Temporary hubs for homeless families ‘are not long-term solution’

Temporary hubs for homeless families are not long-term solutions, the Government has agreed, as figures revealed the growing numbers now living in emergency accommodation.

The number of homeless children has risen by some 300% over the last six years, since Fine Gael entered Government, the Dáil heard.

Tánaiste Frances Fitzgerald was warned that families living in special hubs were facing long-term institutionalisation.

Inspections of accommodation were also urged.

The Government has said it will review its current building programme as levels of home-building are still low. During Leaders’ Questions, Sinn Féin’s Eoin Ó Broin highlighted concerns about 3,000 children now living in emergency accommodation.

“Child homelessness, as I have said many times before on the floor of this house, has increased by a shocking 300% in the six years that Fine Gael has been in Government,” he said.

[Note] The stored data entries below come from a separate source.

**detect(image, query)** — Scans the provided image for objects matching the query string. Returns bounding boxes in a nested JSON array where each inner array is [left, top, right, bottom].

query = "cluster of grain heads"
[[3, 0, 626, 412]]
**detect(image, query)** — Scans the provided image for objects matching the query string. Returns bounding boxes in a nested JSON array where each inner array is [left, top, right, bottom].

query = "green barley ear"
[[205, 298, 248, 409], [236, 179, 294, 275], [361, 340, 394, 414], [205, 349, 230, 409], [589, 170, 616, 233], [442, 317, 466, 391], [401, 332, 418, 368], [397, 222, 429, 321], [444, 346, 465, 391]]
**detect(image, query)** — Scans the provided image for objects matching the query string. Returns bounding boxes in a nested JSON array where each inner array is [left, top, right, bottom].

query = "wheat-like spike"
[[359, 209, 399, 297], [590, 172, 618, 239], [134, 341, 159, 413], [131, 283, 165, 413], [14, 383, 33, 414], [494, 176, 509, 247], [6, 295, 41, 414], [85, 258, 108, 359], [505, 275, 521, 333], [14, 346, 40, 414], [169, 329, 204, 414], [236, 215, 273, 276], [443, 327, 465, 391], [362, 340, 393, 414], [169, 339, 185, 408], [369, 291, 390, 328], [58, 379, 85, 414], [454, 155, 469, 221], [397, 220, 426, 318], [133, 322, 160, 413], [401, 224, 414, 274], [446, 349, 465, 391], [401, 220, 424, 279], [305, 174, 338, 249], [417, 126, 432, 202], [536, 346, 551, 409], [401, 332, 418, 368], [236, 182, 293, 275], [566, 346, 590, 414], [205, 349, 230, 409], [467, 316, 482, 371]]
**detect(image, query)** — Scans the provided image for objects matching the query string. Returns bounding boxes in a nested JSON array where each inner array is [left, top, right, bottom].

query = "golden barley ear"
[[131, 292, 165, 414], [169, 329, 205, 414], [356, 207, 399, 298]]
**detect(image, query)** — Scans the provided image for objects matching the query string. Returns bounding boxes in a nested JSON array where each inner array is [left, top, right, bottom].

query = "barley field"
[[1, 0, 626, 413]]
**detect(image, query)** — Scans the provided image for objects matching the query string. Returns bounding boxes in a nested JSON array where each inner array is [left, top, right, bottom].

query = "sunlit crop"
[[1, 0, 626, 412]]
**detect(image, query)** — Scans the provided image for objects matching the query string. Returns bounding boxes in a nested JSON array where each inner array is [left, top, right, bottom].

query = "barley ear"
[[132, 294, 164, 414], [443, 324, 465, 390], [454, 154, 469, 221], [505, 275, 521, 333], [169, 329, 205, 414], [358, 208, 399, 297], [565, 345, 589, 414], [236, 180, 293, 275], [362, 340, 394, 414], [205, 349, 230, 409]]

He added that the level of time families were being left in emergency units was shocking. “Some 70% of homeless families have been in emergency accommodation for more than six months, with 40% in hostels and hotels for more than a year, and there are currently at least 200 families in emergency accommodation for between 18 and 24 months.”

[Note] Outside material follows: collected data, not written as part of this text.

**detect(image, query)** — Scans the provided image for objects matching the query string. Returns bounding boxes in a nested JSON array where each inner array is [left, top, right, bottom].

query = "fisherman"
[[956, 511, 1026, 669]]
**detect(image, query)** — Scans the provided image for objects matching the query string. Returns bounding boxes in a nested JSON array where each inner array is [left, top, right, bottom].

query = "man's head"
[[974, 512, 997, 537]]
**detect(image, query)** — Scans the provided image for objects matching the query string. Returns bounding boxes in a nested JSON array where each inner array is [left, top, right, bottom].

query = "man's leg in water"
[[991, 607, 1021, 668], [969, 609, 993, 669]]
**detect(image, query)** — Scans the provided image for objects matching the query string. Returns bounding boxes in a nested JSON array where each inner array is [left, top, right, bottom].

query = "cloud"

Reports from the Human Rights and Equality Commission and Maynooth University this week highlighted problems with emergency accommodation for families.

They warned of the dangers of long-term institutionalisation and called for independent inspections of accommodation, particularly those housing children, as well as a three-month legal limit to the length of time a family would stay in such units.

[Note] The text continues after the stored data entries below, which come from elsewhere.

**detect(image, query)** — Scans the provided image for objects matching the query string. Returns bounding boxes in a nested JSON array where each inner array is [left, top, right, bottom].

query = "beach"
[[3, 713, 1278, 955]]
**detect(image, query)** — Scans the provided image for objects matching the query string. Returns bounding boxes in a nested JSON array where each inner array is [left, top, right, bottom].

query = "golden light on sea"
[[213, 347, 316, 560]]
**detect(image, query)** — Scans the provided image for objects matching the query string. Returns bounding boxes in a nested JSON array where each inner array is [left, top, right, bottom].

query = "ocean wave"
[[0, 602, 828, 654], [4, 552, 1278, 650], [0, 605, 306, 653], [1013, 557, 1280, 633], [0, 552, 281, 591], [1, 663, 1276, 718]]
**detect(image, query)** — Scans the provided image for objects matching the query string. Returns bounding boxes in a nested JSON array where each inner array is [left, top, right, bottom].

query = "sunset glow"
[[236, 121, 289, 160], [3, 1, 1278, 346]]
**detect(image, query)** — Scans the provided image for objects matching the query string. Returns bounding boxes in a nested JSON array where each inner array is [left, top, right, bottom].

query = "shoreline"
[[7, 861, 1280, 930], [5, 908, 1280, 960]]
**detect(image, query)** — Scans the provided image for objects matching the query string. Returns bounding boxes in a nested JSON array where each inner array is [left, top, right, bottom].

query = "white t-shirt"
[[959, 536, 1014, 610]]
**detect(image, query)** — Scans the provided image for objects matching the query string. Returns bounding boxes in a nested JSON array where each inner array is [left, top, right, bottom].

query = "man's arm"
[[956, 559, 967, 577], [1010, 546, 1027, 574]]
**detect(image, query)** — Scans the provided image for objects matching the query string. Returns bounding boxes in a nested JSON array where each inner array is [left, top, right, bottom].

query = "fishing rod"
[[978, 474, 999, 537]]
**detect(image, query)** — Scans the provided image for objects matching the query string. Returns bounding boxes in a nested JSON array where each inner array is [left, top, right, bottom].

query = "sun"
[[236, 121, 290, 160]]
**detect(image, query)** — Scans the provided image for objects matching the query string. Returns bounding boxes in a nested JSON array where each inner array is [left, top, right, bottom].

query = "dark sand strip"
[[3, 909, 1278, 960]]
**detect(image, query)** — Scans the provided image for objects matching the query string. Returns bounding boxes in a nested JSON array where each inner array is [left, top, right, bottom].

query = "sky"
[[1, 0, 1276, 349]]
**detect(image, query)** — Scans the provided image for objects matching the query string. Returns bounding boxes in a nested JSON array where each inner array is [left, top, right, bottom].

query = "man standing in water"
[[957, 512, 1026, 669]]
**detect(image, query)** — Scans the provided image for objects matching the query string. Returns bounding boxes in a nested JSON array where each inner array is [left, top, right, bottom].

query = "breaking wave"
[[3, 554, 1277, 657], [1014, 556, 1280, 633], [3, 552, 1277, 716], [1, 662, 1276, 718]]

Campaigners also recommended clear rehousing targets to give families homes, and a sunset clause where all special hubs would be closed by 2019.

Ms Fitzgerald agreed that special hubs were not the way to house families. The Government would examine the two reports, she said, but the ultimate solution was to build more homes.

Elsewhere, Labour leader Brendan Howlin said an audit of the Catholic Institute for Deaf People, highlighted in the Irish Examiner, identified pay levels in excess of HSE levels, multiple credit cards in use, and high levels of expenditure on meals, bottles of whiskey, and jewellery.

He asked what the Government response was and whether it was time for all publicly-funded bodies to be subject to State controls.